Remotely Monitoring A Truck Fleet

According to research conducted by Research and Markets, truck fleets are migrating to centralized fleet tracking and control. [https://www.businesswire.com/news/home/20200305005356/en/Fleet-Tracking-Market-Insights-and-Outlook-2020-2025---Tankers-and-Container-Vessels-to-Lead-Sea-based-Fleet-Tracking-Market-Through-2025---ResearchAndMarkets.com]  The dynamics of one central point of monitor is gaining attention as a viable and attractive way to successfully manage a remote fleet of trucks, dispersed throughout the country on the highways and byways, traversing everything from the heaviest of traffic to windstorms, hurricanes, and other conditions.

According to their research, fleets are migrating to a cloud-based support.  They say there is much potential as many small and medium sized fleets are not yet remotely monitored.  About 70% of small fleets have no telematics at all.

The trend is to incorporate artificial intelligence algorithms that allow fleet operators to benefit from “value-added fleet management services.”  This includes leveraging known technologies such as GPS.  But it also incorporates the Internet of Things (IoT) as well as embedded devices such as sensors.  Such devices send a signal, usually wirelessly, via the Internet, to a remote monitoring platform.

The remote monitoring can be on the trailer, the container on the trailer, or the truck cab and its engine.  The gist of remote monitoring, in the context of a truck fleet is to improve its operational efficiency and insure it’s in compliance with imposed regulations.  ELD devices are now required and, due to their mandate are already in use.

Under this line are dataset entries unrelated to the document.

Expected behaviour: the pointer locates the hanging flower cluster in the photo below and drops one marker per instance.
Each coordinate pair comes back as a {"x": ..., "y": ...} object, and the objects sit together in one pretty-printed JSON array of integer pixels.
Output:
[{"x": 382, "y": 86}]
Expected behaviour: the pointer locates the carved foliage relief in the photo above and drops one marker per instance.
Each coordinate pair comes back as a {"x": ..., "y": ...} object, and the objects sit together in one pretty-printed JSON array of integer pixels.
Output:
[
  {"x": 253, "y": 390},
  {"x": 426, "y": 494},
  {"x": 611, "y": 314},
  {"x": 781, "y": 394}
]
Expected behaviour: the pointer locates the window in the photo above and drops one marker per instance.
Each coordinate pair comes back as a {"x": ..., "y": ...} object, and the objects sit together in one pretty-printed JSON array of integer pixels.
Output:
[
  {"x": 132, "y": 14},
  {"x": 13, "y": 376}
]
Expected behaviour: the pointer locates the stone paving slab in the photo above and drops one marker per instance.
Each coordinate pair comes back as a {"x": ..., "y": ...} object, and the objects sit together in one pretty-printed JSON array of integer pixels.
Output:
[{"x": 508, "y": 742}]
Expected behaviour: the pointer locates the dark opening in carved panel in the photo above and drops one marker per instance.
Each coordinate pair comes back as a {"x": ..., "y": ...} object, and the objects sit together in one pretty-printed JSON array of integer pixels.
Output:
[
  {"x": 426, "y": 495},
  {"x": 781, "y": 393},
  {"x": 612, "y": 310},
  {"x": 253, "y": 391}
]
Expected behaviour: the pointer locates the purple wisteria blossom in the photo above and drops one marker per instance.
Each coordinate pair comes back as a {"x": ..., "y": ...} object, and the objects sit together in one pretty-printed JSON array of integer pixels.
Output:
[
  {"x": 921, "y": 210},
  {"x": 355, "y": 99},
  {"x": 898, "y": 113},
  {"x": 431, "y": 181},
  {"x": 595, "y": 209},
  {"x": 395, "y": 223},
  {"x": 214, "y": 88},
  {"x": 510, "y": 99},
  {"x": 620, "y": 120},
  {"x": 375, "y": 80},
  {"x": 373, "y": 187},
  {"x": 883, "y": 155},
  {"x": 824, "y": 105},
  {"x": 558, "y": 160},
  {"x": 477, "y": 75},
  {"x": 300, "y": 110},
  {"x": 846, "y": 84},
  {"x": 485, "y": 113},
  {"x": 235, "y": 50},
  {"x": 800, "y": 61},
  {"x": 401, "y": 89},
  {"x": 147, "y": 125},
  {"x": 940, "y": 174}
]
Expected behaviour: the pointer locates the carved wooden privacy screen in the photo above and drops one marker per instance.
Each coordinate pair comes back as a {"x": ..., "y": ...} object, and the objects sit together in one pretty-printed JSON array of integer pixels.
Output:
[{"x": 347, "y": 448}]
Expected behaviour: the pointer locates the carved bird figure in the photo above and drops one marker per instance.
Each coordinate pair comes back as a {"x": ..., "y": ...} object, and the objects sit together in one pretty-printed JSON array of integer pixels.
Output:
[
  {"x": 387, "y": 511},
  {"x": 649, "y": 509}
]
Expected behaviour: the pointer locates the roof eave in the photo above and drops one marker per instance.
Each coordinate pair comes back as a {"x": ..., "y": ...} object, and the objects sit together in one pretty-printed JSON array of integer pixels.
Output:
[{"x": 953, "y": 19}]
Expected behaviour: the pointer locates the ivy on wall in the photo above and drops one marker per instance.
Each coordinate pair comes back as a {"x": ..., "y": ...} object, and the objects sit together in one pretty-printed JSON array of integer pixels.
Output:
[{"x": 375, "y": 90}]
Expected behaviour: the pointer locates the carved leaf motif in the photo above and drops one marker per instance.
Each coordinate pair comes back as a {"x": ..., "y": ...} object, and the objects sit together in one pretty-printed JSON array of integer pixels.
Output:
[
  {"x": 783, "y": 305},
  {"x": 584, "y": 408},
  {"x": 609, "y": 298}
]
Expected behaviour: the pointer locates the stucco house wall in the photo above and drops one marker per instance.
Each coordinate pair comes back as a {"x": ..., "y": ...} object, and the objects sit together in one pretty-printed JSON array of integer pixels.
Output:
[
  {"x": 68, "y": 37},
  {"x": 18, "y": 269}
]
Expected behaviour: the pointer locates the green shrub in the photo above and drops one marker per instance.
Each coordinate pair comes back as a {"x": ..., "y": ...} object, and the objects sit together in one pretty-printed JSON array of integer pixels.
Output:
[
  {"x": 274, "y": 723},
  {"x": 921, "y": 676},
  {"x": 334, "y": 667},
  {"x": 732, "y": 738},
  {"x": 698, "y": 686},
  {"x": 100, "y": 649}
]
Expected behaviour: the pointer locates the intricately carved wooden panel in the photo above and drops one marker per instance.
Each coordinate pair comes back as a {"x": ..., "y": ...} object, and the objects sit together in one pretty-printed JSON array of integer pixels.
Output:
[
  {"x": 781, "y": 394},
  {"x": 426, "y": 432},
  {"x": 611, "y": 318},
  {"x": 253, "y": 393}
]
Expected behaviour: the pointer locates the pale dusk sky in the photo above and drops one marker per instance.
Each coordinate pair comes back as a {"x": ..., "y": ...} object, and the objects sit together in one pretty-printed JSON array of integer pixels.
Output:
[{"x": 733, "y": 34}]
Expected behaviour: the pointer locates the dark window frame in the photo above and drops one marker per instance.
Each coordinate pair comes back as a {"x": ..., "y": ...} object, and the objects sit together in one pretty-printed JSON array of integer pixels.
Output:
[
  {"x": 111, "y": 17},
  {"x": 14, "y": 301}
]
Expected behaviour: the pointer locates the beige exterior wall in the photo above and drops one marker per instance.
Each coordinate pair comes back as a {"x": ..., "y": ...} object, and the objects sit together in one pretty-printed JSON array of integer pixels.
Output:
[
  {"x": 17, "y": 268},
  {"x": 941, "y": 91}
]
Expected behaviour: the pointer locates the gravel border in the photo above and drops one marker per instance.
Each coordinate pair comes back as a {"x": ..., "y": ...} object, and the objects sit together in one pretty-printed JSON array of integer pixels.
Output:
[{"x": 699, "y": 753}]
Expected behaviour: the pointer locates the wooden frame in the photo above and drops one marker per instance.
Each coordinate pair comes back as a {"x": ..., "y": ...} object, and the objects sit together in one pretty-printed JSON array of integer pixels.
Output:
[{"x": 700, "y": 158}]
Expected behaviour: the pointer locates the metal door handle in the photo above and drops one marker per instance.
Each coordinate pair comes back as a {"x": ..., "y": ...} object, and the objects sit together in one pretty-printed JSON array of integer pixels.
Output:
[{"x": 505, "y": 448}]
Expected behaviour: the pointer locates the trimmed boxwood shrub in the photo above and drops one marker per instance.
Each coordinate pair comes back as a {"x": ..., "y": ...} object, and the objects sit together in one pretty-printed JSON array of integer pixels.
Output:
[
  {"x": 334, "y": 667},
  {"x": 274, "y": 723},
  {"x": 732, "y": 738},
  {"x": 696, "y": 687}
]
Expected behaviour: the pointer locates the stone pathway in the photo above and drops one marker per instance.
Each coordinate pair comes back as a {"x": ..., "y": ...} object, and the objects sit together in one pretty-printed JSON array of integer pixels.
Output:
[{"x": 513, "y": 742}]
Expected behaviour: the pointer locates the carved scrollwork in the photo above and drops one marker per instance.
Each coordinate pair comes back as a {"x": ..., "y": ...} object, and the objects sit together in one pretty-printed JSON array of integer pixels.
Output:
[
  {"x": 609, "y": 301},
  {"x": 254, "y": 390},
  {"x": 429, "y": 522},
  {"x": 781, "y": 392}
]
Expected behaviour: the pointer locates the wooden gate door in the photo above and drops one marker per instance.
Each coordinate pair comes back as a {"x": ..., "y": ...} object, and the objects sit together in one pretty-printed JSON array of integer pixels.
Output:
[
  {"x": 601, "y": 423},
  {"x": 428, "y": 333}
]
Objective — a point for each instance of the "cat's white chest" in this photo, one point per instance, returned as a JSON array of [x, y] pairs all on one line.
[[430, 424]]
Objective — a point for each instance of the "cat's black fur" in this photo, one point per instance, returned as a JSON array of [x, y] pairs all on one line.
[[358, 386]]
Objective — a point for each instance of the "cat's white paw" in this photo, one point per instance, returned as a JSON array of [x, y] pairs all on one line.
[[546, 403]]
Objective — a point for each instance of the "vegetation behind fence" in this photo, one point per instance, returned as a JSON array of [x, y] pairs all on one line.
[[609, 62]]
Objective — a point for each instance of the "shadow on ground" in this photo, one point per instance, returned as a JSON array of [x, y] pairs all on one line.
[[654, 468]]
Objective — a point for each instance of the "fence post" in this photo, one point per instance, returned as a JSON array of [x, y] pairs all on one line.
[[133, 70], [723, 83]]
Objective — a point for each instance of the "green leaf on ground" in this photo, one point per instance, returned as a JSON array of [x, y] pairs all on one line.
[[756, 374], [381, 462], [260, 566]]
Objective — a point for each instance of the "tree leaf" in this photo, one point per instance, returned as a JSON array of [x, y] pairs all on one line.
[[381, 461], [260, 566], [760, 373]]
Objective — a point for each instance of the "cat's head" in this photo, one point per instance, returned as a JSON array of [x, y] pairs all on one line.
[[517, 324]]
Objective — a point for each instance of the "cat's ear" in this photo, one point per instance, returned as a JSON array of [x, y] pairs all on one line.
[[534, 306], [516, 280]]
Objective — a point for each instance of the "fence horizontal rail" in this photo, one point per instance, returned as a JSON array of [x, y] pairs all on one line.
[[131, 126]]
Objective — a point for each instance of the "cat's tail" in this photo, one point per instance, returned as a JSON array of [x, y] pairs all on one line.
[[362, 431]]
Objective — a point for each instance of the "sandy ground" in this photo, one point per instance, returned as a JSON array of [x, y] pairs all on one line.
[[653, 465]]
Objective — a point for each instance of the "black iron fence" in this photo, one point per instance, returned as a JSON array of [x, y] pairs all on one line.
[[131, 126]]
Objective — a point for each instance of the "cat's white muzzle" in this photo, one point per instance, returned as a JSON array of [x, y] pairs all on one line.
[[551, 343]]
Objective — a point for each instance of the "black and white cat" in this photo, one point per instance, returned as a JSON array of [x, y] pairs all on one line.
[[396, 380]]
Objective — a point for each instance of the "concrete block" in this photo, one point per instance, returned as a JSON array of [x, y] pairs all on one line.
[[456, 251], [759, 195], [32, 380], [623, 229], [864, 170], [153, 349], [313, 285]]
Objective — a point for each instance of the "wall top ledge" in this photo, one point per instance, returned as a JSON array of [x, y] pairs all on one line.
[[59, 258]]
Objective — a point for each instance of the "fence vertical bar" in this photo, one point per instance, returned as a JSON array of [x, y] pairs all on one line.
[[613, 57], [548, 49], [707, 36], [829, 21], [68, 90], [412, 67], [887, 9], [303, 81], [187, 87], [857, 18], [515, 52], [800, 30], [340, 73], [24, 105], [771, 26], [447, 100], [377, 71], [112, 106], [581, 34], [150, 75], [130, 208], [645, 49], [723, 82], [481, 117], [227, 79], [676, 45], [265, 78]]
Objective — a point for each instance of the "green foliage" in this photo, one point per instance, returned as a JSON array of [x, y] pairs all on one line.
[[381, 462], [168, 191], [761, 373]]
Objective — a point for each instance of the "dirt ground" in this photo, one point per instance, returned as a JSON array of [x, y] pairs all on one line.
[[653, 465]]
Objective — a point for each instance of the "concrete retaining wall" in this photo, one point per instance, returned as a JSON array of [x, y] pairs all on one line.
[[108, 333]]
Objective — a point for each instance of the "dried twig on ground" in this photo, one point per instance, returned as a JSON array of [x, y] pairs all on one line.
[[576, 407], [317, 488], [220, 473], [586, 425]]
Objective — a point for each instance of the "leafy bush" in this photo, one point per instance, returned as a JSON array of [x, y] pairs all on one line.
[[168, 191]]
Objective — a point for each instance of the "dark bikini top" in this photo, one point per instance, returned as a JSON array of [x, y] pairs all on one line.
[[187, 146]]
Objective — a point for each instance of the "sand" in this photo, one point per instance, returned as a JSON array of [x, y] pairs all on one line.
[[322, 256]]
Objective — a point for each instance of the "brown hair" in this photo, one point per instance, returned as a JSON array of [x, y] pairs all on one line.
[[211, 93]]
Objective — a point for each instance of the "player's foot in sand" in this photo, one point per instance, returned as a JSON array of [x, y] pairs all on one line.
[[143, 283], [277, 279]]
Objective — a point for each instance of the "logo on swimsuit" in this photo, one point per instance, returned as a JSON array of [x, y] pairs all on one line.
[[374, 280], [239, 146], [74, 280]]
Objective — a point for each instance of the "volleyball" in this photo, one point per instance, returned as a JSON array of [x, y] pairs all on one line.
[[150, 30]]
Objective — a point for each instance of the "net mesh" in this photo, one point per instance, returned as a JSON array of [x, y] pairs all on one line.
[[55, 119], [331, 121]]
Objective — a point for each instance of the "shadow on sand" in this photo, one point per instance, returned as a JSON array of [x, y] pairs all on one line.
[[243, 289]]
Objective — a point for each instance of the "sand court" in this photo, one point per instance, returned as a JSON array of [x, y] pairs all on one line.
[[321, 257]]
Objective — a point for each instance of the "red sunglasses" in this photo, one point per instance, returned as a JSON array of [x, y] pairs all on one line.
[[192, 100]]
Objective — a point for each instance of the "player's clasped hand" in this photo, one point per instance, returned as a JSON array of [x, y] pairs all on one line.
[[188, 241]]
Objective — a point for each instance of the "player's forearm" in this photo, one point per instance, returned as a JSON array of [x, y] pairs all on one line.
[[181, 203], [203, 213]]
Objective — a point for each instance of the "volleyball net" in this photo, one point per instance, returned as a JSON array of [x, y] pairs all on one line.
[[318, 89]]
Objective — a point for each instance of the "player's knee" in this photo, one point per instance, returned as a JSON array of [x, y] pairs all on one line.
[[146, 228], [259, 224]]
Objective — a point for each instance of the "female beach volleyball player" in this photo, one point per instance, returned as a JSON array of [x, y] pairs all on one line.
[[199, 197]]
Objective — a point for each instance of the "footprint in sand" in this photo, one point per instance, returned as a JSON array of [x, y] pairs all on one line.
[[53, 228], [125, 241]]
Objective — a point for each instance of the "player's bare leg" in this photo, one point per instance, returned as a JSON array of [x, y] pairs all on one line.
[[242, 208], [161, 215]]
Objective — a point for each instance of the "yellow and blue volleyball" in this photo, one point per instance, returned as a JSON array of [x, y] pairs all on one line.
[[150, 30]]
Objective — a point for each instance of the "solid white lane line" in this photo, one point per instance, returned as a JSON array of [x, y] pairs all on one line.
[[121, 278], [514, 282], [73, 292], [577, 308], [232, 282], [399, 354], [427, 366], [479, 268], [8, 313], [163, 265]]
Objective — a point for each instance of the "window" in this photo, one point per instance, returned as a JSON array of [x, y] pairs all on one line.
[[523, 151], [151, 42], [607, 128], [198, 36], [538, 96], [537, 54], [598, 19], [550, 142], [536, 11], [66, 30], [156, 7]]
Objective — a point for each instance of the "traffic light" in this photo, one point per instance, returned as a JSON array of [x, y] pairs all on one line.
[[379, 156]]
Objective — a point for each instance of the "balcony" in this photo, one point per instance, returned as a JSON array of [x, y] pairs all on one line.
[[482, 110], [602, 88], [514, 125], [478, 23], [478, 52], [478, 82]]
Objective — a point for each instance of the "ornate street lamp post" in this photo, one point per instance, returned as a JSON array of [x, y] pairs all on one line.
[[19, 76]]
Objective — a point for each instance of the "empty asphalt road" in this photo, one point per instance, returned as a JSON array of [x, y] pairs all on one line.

But other parameters such as speed, acceleration, braking, and other detailed performance measures may be recorded and tracked.  Fleet operators can instruct drivers about best practices based on such data.  They can provide metrics average speed, incidents when brakes were applied and for how long.  They can note time and place of engine malfunctions, and drive times.  Such data helps the fleet operator to use it to fulfill regulations, but also to build a data log which could be used in a legal scenario or to help substantiate a claim against services or the carriage of goods.  Other operational metrics help fleets transport goods economically and safely.

Getting High-Tech with Monitoring and Control

As artificial intelligence and smarter sensors and controls become available, fleets of anything - be they trucks, cars, or robots - may be synced to better operate in tandem.  Sounds hard to believe but researchers are exploring this very topic.

They are working on a data-driven, optimization-based control model.  It operates with, as they call it “a platoon” of automated vehicles that are driven “cooperatively.”  It allows controllers to be used for better operation, but also for better decisions regarding driving choice and actions.  While it may all sound academic, and leaps and bounds forward from our current state of transport and trucking, it does send a signal of the direction that truck fleet management is heading.

This is a step ahead of where many fleets are already.  Larger fleets with ample financial backing are able to afford remote monitoring equipment, cloud-based software, and all that goes with telematics.  But there is often a payback for such investment.  Truck fleets may be back fitted with sensors and equipment that enables this type of monitoring and control.  Vendors are continuously offering technology packages and products that enable this.

For example, Eaton offers its IntelliConnect™ remote diagnostics technology.  [https://www.businesswire.com/news/home/20200225005298/en/Eaton-IntelliConnect%E2%84%A2-Remote-Diagnostic-Technology-Receives-Upgrades]  The technology is a suite of connected solutions “designed to improve a fleet’s uptime and efficiency and reduce the total cost of ownership.”  It boasts capabilities such as:

A fleet transmission health report; a listing of all vehicles with transmission service recommendations; the ability to add and update fleet information by uploading a vehicle information file, negating the need for fleet administrators to manually input vehicle data into a database; a capability to quickly identify vehicles experiencing issues, and a feature that tracks error codes that occurred within the past seven days.  Fleet managers can know and track which vehicles those were.  This allows them to pay closer attention to them and understand what the root causes may be.  It also helps them to make decisions about routing, equipment, road conditions perhaps, and traffic congestion.

The World of Tomorrow

Truck fleets are likely to be managed with more telematics and remote monitoring and control in the future.  While it sounds so futuristic, and sometimes detrimental, a fleet that utilizes remote monitoring can benefit the carriage of goods as well as keep trucks operating safely and efficiently.  It can also help drivers be more efficient and reduce some of their anxiety in the decisions they make in hauling loads.  The best is yet to come.